Despite all of the above, it wasn’t all bad. From the dimension of Sod, Kedushas Levi presents the following silver lining:

Typically, when a Tzaddik is forced to dwell among the Klipos (lit., shells) or the spiritually dark forces of the world (e.g. among pagans), he is at risk of being confounded by “foreign” philosophies and values. If he is corrupted by them, his love and awe for Hashem could be replaced with love and awe for these alien ideas and forces. One safe line of defense is to completely reject them.

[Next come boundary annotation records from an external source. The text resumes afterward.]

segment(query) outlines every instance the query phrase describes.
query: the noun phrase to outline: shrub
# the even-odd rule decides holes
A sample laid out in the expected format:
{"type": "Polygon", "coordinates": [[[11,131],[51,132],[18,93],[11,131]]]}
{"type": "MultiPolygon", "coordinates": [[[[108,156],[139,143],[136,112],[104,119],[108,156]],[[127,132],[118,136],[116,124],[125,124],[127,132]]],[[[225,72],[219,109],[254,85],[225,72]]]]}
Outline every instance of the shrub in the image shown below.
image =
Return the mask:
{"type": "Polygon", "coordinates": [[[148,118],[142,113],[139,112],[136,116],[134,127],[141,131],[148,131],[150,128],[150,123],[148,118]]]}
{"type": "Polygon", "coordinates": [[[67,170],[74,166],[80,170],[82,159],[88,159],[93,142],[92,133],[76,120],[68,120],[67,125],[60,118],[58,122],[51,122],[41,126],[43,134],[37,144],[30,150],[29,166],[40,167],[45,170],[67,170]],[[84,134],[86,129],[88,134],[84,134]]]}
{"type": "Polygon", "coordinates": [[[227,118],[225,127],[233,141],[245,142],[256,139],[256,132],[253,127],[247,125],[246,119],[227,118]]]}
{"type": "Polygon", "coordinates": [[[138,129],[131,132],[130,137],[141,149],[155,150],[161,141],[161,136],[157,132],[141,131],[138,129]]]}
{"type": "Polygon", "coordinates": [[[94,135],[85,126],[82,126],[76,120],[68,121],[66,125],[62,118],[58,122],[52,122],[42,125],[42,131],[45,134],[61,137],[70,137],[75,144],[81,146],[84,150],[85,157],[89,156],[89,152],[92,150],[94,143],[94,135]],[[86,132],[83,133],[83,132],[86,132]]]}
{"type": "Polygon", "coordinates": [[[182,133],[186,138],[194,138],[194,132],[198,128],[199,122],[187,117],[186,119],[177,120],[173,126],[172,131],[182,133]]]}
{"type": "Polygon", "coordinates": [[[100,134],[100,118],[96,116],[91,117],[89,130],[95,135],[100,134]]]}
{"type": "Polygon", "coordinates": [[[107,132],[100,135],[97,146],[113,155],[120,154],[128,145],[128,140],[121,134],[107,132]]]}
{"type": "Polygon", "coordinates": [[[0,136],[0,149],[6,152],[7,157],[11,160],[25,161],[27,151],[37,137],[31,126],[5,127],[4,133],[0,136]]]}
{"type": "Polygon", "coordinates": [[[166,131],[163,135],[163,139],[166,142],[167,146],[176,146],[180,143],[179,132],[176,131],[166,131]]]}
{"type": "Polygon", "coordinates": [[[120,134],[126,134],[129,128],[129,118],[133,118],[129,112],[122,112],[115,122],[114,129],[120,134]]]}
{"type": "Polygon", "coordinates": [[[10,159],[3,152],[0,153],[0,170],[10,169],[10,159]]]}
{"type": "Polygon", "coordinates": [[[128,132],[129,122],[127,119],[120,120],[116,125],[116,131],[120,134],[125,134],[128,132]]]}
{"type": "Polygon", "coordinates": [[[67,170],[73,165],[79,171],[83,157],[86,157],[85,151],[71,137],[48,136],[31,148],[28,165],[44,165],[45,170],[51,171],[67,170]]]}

However, Kedushas Levi explains that our Pasuk is suggestive of a more risky but more powerful tactic, namely to actually embrace those “Machshavos” or concepts (for the intrinsic value they have), reapply them in the direction of Ahavas Hashem and Yiras Hashem, and produce spiritual fruits from them. It is in this vein, Kedushas Levi explains, that our verse should be understood. “Vayei’achazu Bah Vayifru Vayirbu Me’od,” that the B’nei Yisrael took hold of and embraced the Machshavos of Mitzrayim and thereby produced holy fruits with which to serve Hashem.

While, indeed, there is what to fear in Galus, at the end of the day, Hashem encouraged Yaakov, “Al Tira,” perhaps because, if we keep Hashem with us in Galus, we can be sure to be fruitful and succeed there until eventually, Hashem ascends with us from that Galus.



We should be Zocheh to not have to settle in Galus, make the very best of it while we sojourn there, and ascend from it with the Shechinah and the arrival of Moshiach, Bimheirah BiYomeinu! Have a Great Shabbos!